Earlier this week the Meltemi dealt us a harsh blow by tearing up our jib in 35 knot wimds and forcing us to abandon our crossing from Syros to Kythnos. After U-turning to Syros for sail repairs and to regain confidence, we left again on Thursday for Round 2 with the Meltemi. Almost all the other boats stayed in the harbor that day because the forecast was intimidating, but we were in no mood to sit around the harbor again – it was time to settle things with the Meltemi. The battle was a doozy and the Meltemi threw down everything she had starting with winds in the low 20’s, but continuing to build until we found ourselves in the discomfort of 35 knots of wind again. With safety harnesses on, storm jib up, and mainsail fully reefed, the wind continued to build but we continued fearlessly…. actually we were crapping our pants, but we continued on anyway. This angered the Meltemi so she kicked it up to 40 knots, then 43 (which, for you yachties, is a force 9 wind). Although we felt we had too much sail for winds that high, we were able to spill wind from the mainsail and just hang on tight while the boat plowed through the waves at over 13 knots. It was a huge relief to enter the shelter of Kythnos when the seas calmed down, then the Meltemi finally conceded defeat.

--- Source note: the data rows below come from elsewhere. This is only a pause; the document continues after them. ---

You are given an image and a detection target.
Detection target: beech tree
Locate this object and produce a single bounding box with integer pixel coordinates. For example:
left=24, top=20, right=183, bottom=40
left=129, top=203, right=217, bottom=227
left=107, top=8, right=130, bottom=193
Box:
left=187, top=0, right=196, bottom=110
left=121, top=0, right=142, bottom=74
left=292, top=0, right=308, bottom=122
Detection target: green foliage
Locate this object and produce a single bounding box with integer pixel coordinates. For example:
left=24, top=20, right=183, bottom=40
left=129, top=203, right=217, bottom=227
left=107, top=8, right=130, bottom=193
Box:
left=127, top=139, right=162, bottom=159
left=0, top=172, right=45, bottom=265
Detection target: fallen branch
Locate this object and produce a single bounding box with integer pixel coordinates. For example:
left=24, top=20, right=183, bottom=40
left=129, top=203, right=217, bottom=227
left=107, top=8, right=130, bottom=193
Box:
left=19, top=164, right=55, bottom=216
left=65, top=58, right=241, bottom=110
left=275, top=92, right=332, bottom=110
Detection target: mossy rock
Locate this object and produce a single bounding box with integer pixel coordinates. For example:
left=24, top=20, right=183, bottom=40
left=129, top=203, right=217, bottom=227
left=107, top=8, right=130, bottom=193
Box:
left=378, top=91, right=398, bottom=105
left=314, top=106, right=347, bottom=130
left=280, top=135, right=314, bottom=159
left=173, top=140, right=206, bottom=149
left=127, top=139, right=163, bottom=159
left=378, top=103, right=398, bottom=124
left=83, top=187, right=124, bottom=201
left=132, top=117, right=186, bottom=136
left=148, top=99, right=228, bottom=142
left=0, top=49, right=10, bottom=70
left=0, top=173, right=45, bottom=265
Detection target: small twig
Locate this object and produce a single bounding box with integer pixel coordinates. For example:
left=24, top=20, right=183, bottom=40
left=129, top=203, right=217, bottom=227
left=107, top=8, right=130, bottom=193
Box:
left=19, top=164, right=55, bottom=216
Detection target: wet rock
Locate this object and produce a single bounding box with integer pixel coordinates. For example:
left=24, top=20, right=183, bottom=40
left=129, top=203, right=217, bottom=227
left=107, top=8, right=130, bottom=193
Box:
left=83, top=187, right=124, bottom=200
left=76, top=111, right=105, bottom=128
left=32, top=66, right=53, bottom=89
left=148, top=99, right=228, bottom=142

Kythnos is an island that really appears to be struggling from the economic problems here. The island has around 10 gorgeous bays with little beachfront restaurants, taverns, and beach bars. What’s so unusual is that there’s literally nobody to be found anywhere – little ghost towns in the middle of paradise.
With the new confidence that goes along with beating the Meltemi we set sail from Kythnos early yesterday morning and headed to Poros around 45 miles further west. We literally sailed out of the Meltemi as winds dropped from 25 knots in the morning to around 0 knots by the time we neared Poros. We’re already telling other sailors here we want the Meltemi back (but only because it makes us look cool).
This morning we headed south toward Hydra just 10 miles away, where Benji’s ferry sadly departs from tomorrow morning. As we get ready to hop in the dinghy for Benji’s last night out, we’re faced with the big decision of whether we head south tomorrow for the southern tip of Greece, or go north towards the Corinth Canal (a short cut on the way to Croatia that would save us around 2 days of sailing). We’re behind schedule and should be getting to Croatia already, so one way or another the progress west needs to accelerate.